Chapter 5 The First Ride

The First Ride

Nampa. Two years before the Bastards patch crowned Tater’s back.

The kind of heat that made even asphalt smell like anger.

She’d been running long enough that every gas station bathroom mirror showed a new stranger. The dragon slept most days, coiled and sulking, but that night it was pacing. It wanted noise. It wanted something to burn.

The bar was called The Switchyard—cheap neon, tin roof, parking lot full of trucks that looked stolen or dying. Inside, the stench of stale smoke hung thick enough to chew. A radio was duct-taped to a jukebox, playing some outlaw song about mercy no one in the room believed.
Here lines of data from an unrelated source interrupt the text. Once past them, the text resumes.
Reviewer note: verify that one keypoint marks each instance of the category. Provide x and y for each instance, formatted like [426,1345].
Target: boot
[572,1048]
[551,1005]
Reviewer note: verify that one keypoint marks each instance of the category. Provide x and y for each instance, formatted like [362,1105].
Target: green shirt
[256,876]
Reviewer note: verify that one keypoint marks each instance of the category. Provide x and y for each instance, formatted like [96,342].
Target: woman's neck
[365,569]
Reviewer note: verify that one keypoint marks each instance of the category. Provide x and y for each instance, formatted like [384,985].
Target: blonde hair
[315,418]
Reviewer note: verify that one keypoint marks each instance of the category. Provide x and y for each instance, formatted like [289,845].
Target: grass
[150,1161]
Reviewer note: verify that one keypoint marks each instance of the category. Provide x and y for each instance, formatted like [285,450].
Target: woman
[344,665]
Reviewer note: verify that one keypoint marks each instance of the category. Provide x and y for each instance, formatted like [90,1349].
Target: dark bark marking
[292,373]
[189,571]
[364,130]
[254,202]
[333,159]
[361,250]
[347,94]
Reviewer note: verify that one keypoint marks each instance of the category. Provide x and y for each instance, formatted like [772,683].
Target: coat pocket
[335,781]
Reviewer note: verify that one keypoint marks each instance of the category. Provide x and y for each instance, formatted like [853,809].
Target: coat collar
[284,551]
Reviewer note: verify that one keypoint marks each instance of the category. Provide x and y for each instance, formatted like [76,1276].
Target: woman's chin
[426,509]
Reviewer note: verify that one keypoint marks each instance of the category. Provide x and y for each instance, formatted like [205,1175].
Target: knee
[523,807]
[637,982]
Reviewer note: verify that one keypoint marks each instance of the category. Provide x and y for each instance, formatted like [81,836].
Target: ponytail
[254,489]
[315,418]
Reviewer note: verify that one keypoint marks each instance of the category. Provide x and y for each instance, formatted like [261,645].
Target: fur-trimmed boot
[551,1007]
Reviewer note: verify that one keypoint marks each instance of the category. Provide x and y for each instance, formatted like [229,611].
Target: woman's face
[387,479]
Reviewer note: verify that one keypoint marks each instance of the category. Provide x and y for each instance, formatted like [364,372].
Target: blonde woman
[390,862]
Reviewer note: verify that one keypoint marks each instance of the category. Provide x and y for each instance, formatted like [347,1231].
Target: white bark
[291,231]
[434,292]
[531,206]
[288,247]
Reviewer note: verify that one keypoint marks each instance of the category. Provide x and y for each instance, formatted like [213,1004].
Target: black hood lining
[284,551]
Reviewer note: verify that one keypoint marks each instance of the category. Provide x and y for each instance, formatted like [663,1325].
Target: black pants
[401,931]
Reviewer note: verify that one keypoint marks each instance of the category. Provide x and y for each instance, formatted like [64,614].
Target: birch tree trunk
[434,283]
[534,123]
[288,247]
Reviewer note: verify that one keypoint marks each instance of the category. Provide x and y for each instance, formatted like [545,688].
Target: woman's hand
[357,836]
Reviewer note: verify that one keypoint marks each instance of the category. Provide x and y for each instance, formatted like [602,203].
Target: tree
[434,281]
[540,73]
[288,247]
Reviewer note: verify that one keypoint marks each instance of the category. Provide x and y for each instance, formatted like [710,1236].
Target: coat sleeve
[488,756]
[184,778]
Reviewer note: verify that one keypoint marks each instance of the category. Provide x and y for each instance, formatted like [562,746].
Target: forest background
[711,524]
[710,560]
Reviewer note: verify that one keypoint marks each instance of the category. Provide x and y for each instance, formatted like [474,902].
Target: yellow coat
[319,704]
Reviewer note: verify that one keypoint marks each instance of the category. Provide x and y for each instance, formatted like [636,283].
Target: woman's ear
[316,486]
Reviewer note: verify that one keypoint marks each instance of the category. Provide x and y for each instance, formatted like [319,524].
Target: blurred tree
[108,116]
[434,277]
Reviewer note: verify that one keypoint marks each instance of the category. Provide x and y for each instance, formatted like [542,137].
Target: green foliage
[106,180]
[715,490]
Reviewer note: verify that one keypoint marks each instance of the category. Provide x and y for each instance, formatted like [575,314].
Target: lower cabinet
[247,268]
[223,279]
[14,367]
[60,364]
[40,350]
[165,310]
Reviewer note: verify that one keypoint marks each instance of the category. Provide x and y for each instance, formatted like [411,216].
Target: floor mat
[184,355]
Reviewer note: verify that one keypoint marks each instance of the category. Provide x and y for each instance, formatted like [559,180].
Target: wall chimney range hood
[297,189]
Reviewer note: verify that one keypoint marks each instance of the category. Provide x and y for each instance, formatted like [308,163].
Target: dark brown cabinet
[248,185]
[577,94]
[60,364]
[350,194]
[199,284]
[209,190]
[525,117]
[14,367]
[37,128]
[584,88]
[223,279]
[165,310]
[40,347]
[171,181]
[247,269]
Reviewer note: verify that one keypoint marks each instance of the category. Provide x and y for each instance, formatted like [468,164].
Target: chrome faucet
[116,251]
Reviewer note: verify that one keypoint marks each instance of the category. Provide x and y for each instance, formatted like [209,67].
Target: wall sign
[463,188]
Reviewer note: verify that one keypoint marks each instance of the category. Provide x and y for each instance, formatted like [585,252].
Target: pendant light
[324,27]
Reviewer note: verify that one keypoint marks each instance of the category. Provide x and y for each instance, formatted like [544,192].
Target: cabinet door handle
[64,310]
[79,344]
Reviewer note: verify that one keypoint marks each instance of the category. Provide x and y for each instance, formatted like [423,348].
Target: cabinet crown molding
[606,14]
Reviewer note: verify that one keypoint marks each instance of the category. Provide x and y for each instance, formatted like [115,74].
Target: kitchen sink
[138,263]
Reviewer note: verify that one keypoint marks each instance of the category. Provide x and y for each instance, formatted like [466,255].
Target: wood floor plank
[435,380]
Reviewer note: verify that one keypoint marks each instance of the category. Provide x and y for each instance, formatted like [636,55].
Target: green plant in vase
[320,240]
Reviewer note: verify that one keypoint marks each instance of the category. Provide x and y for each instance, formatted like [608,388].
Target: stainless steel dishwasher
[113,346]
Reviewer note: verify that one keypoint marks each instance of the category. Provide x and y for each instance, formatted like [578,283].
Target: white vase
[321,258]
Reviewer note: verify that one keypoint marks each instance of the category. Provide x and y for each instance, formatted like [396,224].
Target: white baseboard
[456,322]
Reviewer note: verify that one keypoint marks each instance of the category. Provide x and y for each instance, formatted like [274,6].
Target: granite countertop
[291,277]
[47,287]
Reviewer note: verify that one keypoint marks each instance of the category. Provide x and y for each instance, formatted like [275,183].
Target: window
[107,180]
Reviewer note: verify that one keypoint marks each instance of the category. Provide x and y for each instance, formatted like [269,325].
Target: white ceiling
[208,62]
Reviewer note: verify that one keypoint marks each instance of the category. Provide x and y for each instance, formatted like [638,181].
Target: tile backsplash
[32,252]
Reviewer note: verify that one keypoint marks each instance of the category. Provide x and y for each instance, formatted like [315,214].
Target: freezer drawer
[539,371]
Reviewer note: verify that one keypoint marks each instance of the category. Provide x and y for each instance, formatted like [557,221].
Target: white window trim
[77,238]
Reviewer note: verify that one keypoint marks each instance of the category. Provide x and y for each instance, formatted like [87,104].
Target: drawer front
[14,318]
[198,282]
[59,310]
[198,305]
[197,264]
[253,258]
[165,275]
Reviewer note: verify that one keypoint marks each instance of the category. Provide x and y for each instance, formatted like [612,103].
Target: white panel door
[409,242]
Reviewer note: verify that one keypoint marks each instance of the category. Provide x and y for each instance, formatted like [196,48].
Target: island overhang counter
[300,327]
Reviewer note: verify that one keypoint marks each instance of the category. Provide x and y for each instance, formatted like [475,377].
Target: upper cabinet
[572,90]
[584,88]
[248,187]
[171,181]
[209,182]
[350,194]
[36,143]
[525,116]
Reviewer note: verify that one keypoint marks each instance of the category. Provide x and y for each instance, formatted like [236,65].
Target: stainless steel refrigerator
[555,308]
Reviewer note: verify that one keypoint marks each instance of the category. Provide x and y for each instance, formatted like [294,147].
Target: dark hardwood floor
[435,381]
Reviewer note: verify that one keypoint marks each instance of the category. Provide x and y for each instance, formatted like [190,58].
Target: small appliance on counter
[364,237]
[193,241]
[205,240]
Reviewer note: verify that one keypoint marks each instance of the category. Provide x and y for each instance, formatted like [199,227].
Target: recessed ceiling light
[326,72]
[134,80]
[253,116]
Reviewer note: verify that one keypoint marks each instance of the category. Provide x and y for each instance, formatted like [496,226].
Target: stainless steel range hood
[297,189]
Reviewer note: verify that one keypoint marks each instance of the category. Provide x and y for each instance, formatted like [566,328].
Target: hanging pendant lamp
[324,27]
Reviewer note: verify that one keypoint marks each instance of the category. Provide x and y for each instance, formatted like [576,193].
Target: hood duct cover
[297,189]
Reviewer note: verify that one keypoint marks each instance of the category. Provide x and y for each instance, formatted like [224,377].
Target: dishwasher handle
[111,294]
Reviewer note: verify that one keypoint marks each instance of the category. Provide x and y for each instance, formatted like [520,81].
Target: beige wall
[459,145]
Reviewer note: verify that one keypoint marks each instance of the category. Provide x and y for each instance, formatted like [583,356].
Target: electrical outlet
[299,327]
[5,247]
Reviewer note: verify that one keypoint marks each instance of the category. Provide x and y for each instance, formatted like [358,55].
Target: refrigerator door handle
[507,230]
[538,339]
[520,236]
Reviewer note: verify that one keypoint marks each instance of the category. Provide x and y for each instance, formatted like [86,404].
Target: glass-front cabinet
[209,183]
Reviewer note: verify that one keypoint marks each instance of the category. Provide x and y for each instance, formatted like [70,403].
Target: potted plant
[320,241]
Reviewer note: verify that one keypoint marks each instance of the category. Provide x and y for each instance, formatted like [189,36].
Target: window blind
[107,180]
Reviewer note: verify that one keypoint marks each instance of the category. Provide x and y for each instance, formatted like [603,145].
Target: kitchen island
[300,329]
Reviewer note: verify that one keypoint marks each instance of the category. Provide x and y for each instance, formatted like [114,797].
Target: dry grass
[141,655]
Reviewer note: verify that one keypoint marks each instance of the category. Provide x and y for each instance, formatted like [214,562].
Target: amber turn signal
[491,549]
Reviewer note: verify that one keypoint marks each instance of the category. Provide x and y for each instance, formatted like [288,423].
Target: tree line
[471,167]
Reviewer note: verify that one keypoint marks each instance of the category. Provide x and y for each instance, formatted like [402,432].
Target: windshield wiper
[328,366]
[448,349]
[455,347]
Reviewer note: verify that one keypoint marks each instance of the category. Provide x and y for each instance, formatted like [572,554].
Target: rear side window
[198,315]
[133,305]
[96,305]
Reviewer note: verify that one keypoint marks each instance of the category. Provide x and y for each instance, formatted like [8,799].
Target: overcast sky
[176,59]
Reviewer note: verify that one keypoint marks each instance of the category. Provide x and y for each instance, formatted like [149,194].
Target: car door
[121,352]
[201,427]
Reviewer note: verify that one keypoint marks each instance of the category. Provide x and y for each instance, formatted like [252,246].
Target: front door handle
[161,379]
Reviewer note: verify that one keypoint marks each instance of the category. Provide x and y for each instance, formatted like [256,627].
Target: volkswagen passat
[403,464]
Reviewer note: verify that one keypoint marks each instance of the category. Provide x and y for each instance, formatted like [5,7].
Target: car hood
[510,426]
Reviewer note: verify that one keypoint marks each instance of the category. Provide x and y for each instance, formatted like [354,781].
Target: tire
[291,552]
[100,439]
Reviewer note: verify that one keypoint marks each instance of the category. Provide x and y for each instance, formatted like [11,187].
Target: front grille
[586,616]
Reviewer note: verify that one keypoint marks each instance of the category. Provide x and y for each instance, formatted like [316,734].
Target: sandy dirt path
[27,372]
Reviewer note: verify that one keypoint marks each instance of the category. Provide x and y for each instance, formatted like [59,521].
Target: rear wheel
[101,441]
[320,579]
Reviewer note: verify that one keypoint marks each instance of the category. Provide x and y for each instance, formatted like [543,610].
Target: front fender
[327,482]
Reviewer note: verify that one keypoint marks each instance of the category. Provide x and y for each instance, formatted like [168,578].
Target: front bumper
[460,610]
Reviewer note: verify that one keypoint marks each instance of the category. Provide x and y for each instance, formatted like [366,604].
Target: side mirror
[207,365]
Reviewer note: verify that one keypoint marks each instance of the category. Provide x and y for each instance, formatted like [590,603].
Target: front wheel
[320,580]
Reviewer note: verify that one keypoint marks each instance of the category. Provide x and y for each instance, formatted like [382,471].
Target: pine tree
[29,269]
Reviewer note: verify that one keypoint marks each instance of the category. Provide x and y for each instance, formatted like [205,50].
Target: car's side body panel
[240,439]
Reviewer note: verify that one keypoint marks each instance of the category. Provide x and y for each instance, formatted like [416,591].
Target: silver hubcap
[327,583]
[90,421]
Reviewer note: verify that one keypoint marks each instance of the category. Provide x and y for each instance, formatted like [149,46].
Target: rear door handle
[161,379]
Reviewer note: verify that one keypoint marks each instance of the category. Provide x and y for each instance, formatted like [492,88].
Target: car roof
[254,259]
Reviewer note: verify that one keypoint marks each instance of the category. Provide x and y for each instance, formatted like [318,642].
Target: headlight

Ren just wanted whiskey. Maybe a fight.

Tater was there before she knew his name—leaning over a pool table, chalking a cue with that easy confidence that made everyone else step out of his way. No cut, no colors. Just a black T-shirt and arms marked with road scars and ink.

He glanced at her once, long enough to clock the stranger with the too-steady eyes. Then he went back to his shot. That calm should’ve warned her.

Three Hades Hellhounds pushed through the door ten minutes later, laughing the way men do when they’ve already decided who’s going to bleed.

They saw Ren.

Of course they did. A woman alone in boots and a jacket with no patch, hair tied back, eyes that didn’t flinch. Predators notice other predators.

“Thought we told you to stay outta our pit,” one said, voice slurred.

“Guess I don’t listen well,” she said.

He reached for her arm.

Bad call.

She caught his wrist mid-air. The dragon purred, “break him.”

Not yet.

“Let go,” he said, but the sound cracked halfway through.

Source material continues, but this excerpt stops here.